Pur segnate dall’esperienza degli anni trenta del secolo scorso, le pagine di Syme mostrano a più di sessant’anni di distanza dalla pub­bli­ca­zione, e oltre cin­quanta dalla tra­du­zione ita­liana, intatta forza. La tesi cen­trale, che la «rivo­lu­zione romana» portò al potere le classi apo­li­ti­che dell’Italia, escluse fino ad allora dal vero potere cen­trale, è stata discussa, sfu­mata o con­te­stata. Docu­menti sco­perti suc­ces­si­va­mente hanno modi­fi­cato l’interpretazione di taluni aspetti ammi­ni­stra­tivi.
La piena foca­liz­za­zione sui dati della tra­di­zione let­te­ra­ria portò Syme a lasciare ridotto spa­zio ai temi ideo­lo­gici, dal con­senso alla pro­pa­ganda, e al «potere delle imma­gini», al quale Paul Zan­ker ha dedi­cato anni fa il suo libro su Augu­sto (tr. it.

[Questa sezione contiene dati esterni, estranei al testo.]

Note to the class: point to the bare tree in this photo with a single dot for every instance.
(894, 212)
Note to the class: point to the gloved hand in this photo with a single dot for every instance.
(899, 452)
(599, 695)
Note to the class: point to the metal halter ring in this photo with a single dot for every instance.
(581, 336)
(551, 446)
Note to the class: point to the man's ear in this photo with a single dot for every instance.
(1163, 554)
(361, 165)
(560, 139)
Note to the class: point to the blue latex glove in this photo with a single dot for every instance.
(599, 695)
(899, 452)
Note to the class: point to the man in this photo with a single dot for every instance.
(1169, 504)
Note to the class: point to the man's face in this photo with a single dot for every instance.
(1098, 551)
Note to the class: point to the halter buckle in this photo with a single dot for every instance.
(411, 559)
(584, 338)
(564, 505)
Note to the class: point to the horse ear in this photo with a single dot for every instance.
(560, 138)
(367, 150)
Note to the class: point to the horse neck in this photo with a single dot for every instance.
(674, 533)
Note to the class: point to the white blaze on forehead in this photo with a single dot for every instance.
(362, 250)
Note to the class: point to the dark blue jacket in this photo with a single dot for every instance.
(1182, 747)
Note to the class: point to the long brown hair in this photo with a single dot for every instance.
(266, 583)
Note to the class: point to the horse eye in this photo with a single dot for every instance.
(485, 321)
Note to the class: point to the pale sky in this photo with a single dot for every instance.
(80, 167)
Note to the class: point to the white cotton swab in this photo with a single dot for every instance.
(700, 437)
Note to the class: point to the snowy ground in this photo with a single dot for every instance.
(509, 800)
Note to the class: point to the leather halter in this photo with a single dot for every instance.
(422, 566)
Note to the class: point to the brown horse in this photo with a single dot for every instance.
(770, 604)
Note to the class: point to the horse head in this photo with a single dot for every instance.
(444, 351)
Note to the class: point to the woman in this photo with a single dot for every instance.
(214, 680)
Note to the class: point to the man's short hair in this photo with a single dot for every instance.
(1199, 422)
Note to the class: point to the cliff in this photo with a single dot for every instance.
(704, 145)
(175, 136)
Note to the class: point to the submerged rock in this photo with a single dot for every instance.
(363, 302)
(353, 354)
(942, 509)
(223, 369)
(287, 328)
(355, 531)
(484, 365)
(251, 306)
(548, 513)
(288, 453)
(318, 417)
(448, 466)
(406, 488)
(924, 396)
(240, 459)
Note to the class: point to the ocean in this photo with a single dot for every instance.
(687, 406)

Einaudi, 1989, poi Bol­lati Borin­ghieri, 2006). La scelta di Syme, nata anche dalla presa di distanza rispetto a certi lavori apo­lo­ge­tici verso l’Augusto, ha gio­vato alla strin­ga­tezza del rac­conto, lucido e disil­luso ma impe­gnato a cogliere le moti­va­zioni pro­fonde, psi­co­lo­gi­che più che politico-economiche, degli attori. I fatti sono riper­corsi con sapienza nar­ra­tiva, entro un magi­strale domi­nio delle fonti anti­che.
Scarno il ricorso alla biblio­gra­fia moderna, presso che nulle le con­ces­sioni alla teo­ria. E netto il rifiuto per le sot­ti­gliezze della for­ma­liz­za­zione giu­ri­dica, cara alla tra­di­zione ger­ma­nica del Momm­sen: lo sta­li­ni­smo aveva inse­gnato che le «costi­tu­zioni» pos­sono essere sem­plici fac­ciate, che poco o nulla dicono sul reale strut­tu­rarsi del potere, per­ché «qua­lun­que sia la forma di un governo, monar­chia, repub­blica o demo­cra­zia, in ogni tempo c’è, die­tro, una oli­gar­chia». Parole tor­nate oggi, per vie impre­vi­ste, di scon­cer­tante attua­lità: e certo, ogni età ha l’oligarchia che si merita.